We are seeking a solid security individual who will be responsible for planning and implementing security measures to protect computer systems, networks and data in a fast pace and exciting technology organization. The successful candidate understands and incorporates methodologies in order to anticipate and prevent security breaches. Deep understanding of technical knowledge as well as business and regulatory requirements is a must!

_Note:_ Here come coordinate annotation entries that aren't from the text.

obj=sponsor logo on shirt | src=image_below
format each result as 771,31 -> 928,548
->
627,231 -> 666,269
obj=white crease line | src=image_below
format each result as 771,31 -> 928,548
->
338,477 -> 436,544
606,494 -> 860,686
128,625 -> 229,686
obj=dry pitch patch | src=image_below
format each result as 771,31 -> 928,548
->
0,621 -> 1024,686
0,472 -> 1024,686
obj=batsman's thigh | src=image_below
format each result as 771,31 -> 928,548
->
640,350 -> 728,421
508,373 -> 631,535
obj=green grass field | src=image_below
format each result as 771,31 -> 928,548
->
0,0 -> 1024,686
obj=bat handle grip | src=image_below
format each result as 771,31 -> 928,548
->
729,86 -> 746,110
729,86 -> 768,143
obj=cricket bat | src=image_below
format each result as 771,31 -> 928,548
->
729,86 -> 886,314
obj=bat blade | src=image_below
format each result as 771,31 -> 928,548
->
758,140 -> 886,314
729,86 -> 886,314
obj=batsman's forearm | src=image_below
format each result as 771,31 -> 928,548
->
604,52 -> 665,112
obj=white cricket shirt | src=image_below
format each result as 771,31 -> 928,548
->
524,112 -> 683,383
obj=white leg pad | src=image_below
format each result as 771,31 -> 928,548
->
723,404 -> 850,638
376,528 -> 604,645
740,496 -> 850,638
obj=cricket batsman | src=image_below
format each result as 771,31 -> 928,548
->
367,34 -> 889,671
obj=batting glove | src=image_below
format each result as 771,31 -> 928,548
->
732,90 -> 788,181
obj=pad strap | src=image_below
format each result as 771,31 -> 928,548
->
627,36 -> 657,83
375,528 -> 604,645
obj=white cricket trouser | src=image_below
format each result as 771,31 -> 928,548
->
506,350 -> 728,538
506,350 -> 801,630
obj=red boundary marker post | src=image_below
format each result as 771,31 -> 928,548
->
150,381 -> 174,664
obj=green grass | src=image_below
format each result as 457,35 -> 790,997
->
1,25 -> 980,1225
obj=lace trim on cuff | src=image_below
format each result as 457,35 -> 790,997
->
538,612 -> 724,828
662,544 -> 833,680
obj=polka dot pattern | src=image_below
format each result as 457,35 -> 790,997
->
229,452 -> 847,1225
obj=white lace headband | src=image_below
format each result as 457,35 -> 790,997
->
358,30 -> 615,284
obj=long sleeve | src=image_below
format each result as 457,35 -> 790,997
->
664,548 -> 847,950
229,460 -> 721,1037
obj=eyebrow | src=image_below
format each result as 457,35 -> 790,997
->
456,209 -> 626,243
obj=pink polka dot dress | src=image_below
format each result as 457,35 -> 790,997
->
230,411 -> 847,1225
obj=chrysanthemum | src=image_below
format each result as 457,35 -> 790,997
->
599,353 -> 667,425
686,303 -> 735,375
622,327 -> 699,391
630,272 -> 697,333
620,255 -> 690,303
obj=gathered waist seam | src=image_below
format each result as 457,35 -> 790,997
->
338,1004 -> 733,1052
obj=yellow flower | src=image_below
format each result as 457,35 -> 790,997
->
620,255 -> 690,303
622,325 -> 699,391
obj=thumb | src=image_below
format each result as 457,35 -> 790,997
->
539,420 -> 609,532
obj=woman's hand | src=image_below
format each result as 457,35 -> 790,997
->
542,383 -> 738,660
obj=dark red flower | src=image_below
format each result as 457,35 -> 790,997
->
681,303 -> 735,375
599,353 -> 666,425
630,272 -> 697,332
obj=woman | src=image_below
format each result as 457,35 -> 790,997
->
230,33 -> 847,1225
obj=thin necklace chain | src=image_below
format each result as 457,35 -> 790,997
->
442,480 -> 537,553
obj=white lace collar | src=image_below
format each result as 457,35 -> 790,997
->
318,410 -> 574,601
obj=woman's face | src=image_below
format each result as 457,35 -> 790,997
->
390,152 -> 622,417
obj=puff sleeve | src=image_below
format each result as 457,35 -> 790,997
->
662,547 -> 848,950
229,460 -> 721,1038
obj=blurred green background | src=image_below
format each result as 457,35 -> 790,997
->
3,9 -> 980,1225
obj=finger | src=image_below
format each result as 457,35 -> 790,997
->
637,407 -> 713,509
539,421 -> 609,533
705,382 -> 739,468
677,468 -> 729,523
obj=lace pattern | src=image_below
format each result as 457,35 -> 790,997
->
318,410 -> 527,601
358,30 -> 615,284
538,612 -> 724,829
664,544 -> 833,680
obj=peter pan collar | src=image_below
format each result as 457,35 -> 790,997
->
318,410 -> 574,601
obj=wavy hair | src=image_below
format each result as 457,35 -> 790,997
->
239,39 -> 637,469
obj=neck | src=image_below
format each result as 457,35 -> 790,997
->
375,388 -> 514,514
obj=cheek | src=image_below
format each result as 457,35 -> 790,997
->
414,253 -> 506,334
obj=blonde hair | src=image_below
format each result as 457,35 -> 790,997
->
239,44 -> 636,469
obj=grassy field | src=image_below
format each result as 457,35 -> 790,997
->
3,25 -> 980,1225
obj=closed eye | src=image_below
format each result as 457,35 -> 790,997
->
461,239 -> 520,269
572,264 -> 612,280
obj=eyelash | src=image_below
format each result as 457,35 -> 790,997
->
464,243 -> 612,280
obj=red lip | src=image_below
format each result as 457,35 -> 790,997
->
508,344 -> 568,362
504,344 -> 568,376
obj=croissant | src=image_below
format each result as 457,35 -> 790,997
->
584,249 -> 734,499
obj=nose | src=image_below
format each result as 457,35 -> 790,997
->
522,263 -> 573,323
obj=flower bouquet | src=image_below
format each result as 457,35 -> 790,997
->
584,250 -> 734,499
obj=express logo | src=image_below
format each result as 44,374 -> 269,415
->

Essential Duties and Responsibilities:
- Perform operational management over Gogo’s vulnerability management program in accordance with operational procedures and agreed statement of work
- Configure and execute vulnerability scans, per contracted frequency
- Analyze the results of scans looking for root-cause and significant exposure
- Prioritize remediation and develop remediation plans
- Provide regular status/issue tracking updates
- Regularly develop and present KPI reporting to customer management
- Provide customer support on understanding specific vulnerability risk/impact
- Advise/guide customers toward risk mitigation/reduction
- Be proficient with Tenable Security Center, Qualys Enterprise, and Rapid7 Nexpose vulnerability management solutions, as well as related analysis tools
- Be proficient with ServiceNow and Jira
- Be proficient in Web Application Dynamic and Static analysis solutions
- Be proficient with vulnerability analysis tools
- Interface with customers to resolve issues, provide additional information, and answer questions related to vulnerability management and risk mitigation techniques
- Assist the Practice Lead with pre-sales support:
- Develop statements of work
- Perform prospect scoping
- Perform prospect demos
- Keep up-to-date with information security news, techniques, and trends
- Other duties as determined by the Practice Lead
- Support the IT Security team by documenting and performing support tasks
- Perform daily health checks as documented by the IT Security team
- Performance analysis of the security systems and processes at Gogo
- Participate in change management, incident management and business continuity processes
- Planning and implementing security policies and procedures to protect computer systems, networks and data from unauthorized access
- Recommending security enhancements and tools
The ideal candidate will have strong foundation in computer science and interest in the system and network security area.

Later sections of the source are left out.